Insane, Manfred thought.
“Ambitious,” he said, then quickly added, “and brilliant.”
Falzon raised his arms and scraped the ceiling with his talons. “Of courssse! “You expected anything lesss?”
“Decidedly not. This is exactly what I expected. But you don’t have that sort of army.”
“But I do! Or I will very sssoon! The map of Nocturnia isss ssstudded with Uberall groupsss. After I return from my home visssit, I will begin a tour of the Uberall campsss around the globe to tell them to arm themssselvesss and prepare for the invasssion of Humania. I am calling it ‘Operation Fang and Claw.’”

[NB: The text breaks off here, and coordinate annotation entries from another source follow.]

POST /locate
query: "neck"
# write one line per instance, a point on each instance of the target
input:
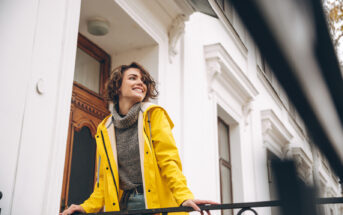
(125, 106)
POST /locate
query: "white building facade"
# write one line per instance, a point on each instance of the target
(231, 117)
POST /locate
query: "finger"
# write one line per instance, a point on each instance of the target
(194, 205)
(199, 201)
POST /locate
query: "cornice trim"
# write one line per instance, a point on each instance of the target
(222, 67)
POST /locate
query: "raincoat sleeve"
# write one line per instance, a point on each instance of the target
(167, 155)
(96, 200)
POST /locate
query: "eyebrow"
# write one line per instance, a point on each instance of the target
(135, 75)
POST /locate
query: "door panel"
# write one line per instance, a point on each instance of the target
(88, 109)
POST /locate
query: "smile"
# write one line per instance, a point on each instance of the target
(138, 90)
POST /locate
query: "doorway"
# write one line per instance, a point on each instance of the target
(88, 109)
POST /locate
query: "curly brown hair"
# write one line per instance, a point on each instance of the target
(114, 83)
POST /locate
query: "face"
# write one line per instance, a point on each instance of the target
(132, 88)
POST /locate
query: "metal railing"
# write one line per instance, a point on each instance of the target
(246, 206)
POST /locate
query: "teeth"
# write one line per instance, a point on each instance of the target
(138, 90)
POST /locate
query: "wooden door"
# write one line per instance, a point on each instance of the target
(88, 109)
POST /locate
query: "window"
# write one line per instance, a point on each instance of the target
(225, 164)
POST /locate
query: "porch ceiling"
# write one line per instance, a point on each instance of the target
(124, 33)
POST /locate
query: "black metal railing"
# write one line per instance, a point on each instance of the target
(246, 206)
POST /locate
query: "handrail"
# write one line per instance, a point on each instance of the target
(244, 206)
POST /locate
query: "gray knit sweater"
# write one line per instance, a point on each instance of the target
(130, 175)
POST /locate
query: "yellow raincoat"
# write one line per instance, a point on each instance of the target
(163, 182)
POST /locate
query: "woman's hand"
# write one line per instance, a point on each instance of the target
(194, 204)
(72, 209)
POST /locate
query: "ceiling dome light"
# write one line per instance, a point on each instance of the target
(98, 26)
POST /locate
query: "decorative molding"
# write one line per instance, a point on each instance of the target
(275, 135)
(246, 110)
(222, 68)
(303, 164)
(175, 31)
(269, 87)
(230, 29)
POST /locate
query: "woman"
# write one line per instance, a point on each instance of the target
(137, 159)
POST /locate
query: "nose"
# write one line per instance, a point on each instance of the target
(140, 82)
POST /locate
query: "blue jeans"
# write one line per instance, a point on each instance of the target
(136, 201)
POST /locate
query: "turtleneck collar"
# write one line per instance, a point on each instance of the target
(129, 119)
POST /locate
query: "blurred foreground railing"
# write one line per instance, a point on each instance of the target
(242, 206)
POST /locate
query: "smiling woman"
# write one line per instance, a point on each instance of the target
(138, 164)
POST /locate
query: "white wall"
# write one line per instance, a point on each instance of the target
(38, 40)
(146, 56)
(200, 109)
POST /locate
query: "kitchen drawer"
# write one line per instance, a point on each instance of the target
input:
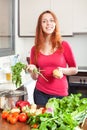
(78, 79)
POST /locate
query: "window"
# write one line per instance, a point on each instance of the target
(7, 27)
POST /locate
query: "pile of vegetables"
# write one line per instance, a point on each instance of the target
(61, 114)
(16, 73)
(58, 114)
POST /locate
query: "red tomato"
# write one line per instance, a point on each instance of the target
(4, 114)
(22, 117)
(15, 115)
(13, 120)
(9, 117)
(43, 110)
(35, 126)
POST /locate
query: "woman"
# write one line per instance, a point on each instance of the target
(53, 58)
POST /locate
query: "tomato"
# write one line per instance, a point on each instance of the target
(35, 126)
(9, 117)
(22, 117)
(43, 110)
(16, 115)
(4, 114)
(13, 120)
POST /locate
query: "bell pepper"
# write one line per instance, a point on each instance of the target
(21, 104)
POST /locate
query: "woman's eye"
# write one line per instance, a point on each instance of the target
(52, 20)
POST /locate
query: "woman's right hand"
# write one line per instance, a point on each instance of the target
(32, 69)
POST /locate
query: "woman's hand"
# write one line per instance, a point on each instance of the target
(57, 73)
(32, 69)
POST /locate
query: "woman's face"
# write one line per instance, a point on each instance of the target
(48, 23)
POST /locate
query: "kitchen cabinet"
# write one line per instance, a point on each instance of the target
(71, 15)
(78, 83)
(80, 16)
(29, 12)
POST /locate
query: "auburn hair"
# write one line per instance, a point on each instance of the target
(40, 36)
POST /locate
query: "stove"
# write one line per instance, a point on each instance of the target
(78, 82)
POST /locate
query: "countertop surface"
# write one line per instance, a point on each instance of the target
(82, 68)
(4, 125)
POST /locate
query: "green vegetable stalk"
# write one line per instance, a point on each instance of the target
(16, 73)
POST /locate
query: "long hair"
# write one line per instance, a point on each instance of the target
(40, 37)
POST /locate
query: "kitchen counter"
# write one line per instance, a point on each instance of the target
(82, 69)
(4, 125)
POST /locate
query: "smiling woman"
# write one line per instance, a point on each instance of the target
(6, 27)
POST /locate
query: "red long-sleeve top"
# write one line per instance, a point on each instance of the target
(48, 63)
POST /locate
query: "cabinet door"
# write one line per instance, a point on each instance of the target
(29, 12)
(63, 10)
(80, 16)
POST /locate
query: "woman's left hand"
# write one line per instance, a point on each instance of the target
(57, 73)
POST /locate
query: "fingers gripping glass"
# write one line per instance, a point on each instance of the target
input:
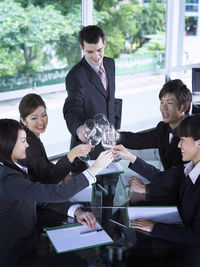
(109, 139)
(92, 136)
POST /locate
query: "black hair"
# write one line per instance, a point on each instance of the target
(179, 90)
(190, 127)
(9, 130)
(91, 34)
(29, 103)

Manfred suppressed a groan at the trite title, but nodded enthusiastically and said, “A truly awe-inspiring appellation.”
“I thought ssso. And I expect you to have sssolved the breach limitationsss by the time I finish my tour.”
“But–”
“Get to work! We don’t have forever!”
“I’ll get right on it,” Manfred said as he hurried from the room.
Falzon had been talking about invading Humania ever since the Uberalls became popular and their ranks swelled after his killing of Bluthkalt. Manfred had always considered it empty bluster and bravado. But now the rakshasa appeared to be serious – deadly serious.
The entire enterprise was fraught with risks. If the invasion failed, Humania would learn of Nocturnia’s existence, and the humans were much better schooled in mass destruction than Nocturnians. Nocturnia would sorely regret Falzon’s impetuous move.
But of greater concern was the thinning of the Veil. The physics department at Kolkot Academy of Science had an excellent reputation. If they said the Veil was thinning, then it undoubtedly was. If it thinned too much, the barrier between Nocturnia and Humania would go down. That would precipitate the merging of dimensions, with both worlds trying to occupy the same space. The result: the destruction of both worlds.